Building A Digital Rosetta Stone
February 12, 2013

Ancient Languages Reconstructed With Digital Rosetta Stone

Michael Harper for — Your Universe Online

A team of researchers has finally discovered and proven what it is in the Canadian linguistic make up which makes them say "aboot" instead of about.

More than just discovering little linguistic ticks, the researchers from the universities of British Columbia and Berkeley have created a sort of digital Rosetta Stone, capable of reconstructing and reproducing protolanguages. These ancient tongues are the most basal of all languages from which modern language was formed.

While these researchers say this new computer system can never replace the work of a talented human linguist, it can be used as an aid; a digital jumping off point to help these linguists begin the often tedious task of piecing together old and uncommon languages. These researchers will have their work published in the Proceedings of the National Academy of Sciences.

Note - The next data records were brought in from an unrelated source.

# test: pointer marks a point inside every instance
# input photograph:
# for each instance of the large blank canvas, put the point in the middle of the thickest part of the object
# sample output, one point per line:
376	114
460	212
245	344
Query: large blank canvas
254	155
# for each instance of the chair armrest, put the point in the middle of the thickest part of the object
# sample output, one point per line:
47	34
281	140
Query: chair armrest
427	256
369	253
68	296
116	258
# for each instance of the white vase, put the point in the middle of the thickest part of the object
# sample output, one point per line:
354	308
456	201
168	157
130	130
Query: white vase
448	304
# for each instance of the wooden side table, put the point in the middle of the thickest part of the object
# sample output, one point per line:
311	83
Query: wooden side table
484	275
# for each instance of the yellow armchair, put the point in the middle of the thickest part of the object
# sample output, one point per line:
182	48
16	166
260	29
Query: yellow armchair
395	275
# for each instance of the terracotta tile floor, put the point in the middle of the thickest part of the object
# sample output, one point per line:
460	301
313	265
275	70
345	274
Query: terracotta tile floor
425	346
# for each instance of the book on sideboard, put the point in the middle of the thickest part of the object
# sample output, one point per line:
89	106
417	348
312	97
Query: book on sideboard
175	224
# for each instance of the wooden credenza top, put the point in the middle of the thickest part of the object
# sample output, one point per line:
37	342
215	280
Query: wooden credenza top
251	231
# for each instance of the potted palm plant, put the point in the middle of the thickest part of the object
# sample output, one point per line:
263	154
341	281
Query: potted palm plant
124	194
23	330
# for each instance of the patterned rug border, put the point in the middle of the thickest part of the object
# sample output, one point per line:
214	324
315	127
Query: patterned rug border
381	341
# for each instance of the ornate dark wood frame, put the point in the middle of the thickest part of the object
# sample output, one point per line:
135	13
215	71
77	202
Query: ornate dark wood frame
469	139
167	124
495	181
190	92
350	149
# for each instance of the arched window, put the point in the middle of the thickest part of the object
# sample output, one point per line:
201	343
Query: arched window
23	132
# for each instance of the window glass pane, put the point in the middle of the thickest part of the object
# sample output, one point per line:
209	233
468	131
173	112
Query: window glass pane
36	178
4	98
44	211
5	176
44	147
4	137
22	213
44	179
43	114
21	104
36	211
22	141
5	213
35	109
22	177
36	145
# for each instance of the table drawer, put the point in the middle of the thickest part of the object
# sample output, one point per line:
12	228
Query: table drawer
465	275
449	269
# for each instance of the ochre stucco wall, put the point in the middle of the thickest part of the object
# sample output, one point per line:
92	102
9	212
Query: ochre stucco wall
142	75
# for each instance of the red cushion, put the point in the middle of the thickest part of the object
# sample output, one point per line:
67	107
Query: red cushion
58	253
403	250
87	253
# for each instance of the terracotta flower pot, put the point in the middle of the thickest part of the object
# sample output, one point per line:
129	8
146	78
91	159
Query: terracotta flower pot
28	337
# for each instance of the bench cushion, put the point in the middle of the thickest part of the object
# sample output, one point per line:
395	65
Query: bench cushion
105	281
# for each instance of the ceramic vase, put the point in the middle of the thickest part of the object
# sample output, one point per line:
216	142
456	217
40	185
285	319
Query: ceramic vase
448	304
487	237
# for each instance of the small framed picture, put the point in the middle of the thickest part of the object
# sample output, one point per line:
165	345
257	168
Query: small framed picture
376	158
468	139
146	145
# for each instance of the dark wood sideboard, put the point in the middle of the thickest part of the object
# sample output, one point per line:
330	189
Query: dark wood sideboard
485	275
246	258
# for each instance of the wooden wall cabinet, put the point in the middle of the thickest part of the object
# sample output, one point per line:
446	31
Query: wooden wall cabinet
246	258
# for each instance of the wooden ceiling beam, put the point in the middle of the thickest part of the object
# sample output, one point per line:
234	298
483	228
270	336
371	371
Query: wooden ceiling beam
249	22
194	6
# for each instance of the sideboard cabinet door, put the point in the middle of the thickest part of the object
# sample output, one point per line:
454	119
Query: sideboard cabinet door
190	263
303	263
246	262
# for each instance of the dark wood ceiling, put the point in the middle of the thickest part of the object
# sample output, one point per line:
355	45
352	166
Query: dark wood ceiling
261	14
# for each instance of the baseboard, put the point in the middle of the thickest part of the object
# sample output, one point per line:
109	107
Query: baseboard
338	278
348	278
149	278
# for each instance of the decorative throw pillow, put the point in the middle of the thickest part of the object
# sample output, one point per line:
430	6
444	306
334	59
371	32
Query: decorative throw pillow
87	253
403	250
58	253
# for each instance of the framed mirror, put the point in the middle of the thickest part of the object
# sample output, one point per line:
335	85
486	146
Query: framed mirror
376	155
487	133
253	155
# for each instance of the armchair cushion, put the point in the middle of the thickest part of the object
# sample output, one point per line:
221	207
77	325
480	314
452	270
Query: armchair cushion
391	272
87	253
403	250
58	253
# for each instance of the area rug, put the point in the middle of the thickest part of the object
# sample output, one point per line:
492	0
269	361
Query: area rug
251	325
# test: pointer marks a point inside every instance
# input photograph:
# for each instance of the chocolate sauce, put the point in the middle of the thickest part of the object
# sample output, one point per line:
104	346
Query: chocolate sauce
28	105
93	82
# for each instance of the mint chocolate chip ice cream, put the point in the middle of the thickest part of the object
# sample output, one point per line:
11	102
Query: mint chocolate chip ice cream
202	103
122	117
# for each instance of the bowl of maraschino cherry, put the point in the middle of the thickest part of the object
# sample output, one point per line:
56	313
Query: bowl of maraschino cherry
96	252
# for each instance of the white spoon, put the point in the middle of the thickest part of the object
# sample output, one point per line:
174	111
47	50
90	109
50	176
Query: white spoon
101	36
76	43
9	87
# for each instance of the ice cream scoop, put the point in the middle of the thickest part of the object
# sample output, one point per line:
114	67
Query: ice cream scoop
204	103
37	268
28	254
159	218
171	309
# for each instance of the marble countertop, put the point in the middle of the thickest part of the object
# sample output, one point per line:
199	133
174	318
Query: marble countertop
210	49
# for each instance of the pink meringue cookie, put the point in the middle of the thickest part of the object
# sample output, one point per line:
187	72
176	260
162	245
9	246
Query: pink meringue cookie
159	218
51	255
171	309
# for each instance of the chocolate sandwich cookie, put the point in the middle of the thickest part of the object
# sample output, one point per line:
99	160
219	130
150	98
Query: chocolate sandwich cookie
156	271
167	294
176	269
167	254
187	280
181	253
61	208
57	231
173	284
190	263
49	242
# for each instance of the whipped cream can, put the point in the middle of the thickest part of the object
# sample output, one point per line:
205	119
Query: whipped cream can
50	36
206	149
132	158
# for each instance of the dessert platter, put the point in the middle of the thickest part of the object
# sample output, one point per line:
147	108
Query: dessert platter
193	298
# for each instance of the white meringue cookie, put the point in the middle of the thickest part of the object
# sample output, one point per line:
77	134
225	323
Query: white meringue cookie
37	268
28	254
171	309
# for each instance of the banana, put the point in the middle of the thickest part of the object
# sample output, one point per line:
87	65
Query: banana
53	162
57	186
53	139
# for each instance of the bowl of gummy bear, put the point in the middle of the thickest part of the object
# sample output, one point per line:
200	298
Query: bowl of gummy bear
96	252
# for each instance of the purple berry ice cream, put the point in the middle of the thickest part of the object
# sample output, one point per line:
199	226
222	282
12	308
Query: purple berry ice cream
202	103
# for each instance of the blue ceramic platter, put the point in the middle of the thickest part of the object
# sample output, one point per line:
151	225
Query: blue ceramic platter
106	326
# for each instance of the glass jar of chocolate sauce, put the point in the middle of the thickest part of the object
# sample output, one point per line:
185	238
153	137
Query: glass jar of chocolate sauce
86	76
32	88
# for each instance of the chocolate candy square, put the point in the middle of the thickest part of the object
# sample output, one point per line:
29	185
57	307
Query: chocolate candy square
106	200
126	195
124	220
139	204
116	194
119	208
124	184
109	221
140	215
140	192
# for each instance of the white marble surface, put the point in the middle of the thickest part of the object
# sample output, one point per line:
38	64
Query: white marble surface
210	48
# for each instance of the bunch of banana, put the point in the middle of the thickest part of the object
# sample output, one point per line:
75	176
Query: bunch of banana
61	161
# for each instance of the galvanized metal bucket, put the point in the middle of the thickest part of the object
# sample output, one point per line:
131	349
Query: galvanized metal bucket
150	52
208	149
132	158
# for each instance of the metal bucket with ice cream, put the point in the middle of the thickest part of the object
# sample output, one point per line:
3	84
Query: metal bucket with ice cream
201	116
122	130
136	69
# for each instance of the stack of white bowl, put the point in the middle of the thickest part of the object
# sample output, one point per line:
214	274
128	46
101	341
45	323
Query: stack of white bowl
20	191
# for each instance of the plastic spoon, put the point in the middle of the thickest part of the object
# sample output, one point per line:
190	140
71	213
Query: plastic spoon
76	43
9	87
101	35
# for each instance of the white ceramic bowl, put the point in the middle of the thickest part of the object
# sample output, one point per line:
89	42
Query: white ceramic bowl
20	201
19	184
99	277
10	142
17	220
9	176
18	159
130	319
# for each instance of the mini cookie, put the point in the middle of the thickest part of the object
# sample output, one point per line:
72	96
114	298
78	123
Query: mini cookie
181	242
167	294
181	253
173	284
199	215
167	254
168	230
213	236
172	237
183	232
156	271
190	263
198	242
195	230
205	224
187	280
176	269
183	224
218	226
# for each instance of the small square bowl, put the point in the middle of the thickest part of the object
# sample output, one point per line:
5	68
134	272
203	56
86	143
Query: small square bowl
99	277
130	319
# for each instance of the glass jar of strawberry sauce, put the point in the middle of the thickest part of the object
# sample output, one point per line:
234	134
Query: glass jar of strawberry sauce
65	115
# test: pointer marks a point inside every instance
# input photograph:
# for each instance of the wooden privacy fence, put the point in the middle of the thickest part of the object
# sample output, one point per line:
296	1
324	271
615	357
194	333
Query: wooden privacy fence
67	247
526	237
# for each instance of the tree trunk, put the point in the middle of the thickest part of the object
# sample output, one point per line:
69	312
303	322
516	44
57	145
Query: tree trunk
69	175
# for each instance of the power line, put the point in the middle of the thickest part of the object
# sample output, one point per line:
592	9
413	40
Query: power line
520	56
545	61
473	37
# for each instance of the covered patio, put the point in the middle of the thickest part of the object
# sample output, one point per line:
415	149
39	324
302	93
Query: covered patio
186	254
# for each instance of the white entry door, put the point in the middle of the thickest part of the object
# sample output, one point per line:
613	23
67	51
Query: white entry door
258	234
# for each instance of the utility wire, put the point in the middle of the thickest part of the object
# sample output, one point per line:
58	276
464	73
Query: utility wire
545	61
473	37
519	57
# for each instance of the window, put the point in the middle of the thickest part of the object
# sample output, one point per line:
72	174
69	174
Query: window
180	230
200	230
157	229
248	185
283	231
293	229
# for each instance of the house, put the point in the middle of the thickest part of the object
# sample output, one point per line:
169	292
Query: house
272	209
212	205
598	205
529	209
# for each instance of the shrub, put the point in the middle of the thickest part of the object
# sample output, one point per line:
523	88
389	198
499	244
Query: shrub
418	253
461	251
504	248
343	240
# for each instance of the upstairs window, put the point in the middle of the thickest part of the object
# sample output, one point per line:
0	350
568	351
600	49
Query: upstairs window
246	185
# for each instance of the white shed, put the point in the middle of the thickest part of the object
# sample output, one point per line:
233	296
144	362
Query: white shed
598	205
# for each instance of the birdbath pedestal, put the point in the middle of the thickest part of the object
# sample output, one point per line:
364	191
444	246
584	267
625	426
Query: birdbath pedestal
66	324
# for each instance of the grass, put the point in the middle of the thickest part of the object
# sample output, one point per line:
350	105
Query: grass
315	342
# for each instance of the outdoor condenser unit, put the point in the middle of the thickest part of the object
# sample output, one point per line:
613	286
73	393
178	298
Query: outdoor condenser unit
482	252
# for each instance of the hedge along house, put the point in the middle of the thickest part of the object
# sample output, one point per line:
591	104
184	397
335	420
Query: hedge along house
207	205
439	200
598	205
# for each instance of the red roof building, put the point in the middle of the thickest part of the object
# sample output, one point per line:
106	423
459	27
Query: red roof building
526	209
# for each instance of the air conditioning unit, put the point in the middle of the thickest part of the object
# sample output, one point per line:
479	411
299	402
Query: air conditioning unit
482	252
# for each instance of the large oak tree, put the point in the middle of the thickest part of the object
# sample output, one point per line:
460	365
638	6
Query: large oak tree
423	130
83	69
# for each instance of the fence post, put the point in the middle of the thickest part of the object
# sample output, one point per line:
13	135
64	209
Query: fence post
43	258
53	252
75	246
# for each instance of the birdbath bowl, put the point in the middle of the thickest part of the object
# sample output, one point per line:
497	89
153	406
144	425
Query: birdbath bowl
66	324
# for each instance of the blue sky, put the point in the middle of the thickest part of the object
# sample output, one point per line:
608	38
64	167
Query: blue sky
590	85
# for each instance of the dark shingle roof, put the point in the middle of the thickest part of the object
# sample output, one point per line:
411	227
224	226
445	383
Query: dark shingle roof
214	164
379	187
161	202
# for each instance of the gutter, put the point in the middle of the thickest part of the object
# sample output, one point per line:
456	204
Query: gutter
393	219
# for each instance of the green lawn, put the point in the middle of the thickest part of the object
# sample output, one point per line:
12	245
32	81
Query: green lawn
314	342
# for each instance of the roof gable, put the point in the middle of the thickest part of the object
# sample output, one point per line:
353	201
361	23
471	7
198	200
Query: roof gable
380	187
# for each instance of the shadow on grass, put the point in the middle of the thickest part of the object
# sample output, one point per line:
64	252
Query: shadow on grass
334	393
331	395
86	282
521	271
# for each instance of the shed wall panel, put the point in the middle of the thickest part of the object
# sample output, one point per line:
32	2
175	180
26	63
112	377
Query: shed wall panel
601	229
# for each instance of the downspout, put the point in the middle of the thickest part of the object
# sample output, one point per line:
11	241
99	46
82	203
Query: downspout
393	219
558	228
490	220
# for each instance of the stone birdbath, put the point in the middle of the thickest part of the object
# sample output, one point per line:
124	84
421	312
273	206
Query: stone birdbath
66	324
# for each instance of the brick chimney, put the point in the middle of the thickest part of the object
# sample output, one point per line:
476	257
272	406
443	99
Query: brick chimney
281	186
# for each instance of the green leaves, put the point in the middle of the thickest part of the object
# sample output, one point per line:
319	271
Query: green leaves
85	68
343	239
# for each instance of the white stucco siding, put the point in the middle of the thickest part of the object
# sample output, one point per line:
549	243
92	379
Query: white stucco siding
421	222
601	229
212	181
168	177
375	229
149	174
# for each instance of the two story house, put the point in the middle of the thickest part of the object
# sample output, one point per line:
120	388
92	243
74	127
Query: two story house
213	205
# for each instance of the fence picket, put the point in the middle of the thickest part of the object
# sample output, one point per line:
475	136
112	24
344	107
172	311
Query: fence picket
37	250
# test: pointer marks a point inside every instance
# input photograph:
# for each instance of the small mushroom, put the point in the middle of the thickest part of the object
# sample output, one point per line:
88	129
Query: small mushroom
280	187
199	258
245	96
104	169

In a press statement, lead author and University of British Columbia Assistant Professor of Statistics Alexandre Bouchard-Côte said, “We´re hopeful our tool will revolutionize historical linguistics much the same way that statistical analysis and computer power revolutionized the study of evolutionary biology.

“And while our system won´t replace the nuanced work of skilled linguists, it could prove valuable by enabling them to increase the number of modern languages they use as the basis for their reconstructions.”

Included with this new computer system is an algorithm which is capable of determining how a word may sound in future generations. As a part of their work, the researchers also programmed the new system with the gradual changes made to words over the passing generations. The Canadian's knack of saying "aboot" rather than "about," (also known as the Canadian Shift”) is an example of the way we evolutionarily shift our language.

"It happens in all words with a similar sound,” said Bouchard-Côte, speaking to

By programming these kinds of shifts into the system, the algorithm can suggest how these languages could one day evolve, explaining to linguists how different words could sound in the future.

This new computer system goes deep into the nuts and bolts of language, analyzing not only the basic sounds, but the phonetic units of a sound as well. With this much information, Bouchard-Côté says this new computer system can operate with greater precision and at a greater scale than previous systems. The researchers claim their new computer system is about 85% accurate in recreating the “painstaking manual reconstructions” normally conducted by trained linguists.

In order to test this new system, the researchers reconstructed a set of protolanguages with over 142,000 word forms from 637 Austronesian languages. These languages include Fijian, Hawaiian and Tongan, and offer great challenges to linguists. These protolanguages rarely include written records of their words, making verifying the reconstructions difficult. However, these protolanguages can sometimes be matched against literary histories or ancient texts about the languages. One notable exception to this rule, notes the press release, is the Latin language, which was well-documented and acted as the foundation for many modern languages, such as French, Italian, Portuguese and Spanish.